3日目は、2予5個レースがメイン。「競輪黙示録」スペシャルの松井律は、7Rから好調な石原颯(26=香川)を激推しした。

117期のスピード出世といえば、寺崎浩平、山口拳矢、町田太我、石原颯の4人だ。レースでバチバチにやり合っても、自転車を降りれば、学生ノリが抜けない同期生に戻れる。

石原は22年に極度のスランプに陥り、G1戦線の蚊帳の外に置かれた。その間に、山口はタイトルホルダーになり、寺崎も近畿の先頭で旋風を巻き起こした。

「落車が続いてやる気がなくなって、練習量も落ちた。でも、99点まで落ちたときに、これは1度失格したらA級やん! と、われに返ったんです」

ワットバイクを練習に取り入れ、昼夜を問わず体を追い込んだ。山口は「あんな不細工な乗り方なのに、ダッシュもあって、長い距離も踏めるのがスゴい」とイジりつつも、石原の素質を認めている。
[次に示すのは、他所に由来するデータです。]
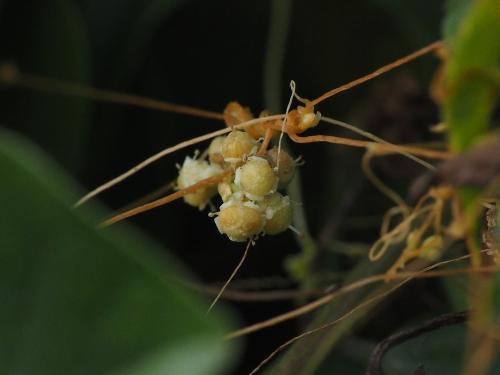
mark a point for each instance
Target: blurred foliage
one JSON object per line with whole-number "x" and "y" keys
{"x": 80, "y": 300}
{"x": 100, "y": 299}
{"x": 77, "y": 300}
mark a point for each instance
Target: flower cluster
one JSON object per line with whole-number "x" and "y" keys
{"x": 251, "y": 204}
流れを取り戻すと、人生も動き始めた。昨年は第1子となる長女が誕生。シャイな男もこの話になると、順を緩める。「最近は立てるようになって超かわいい。夜泣きもしなかった。親孝行なんです。あと22年は頑張らないと」。守るものができた今、もうモチベーションが下がることはない。

F1戦で安定感が際立ち、何よりプレッシャーに強い。「僕は挑戦者の立場より、相手を見下ろして戦える方が得意。だから、もっと上に行きたいですね」。昨年のダービーは準決勝止まり。今年はさらに一段高いステージを目指す。

「2予はカマせたら僕の勝ち」。この言葉を信じる。松本との(1)=(9)から3着は総流しで14点。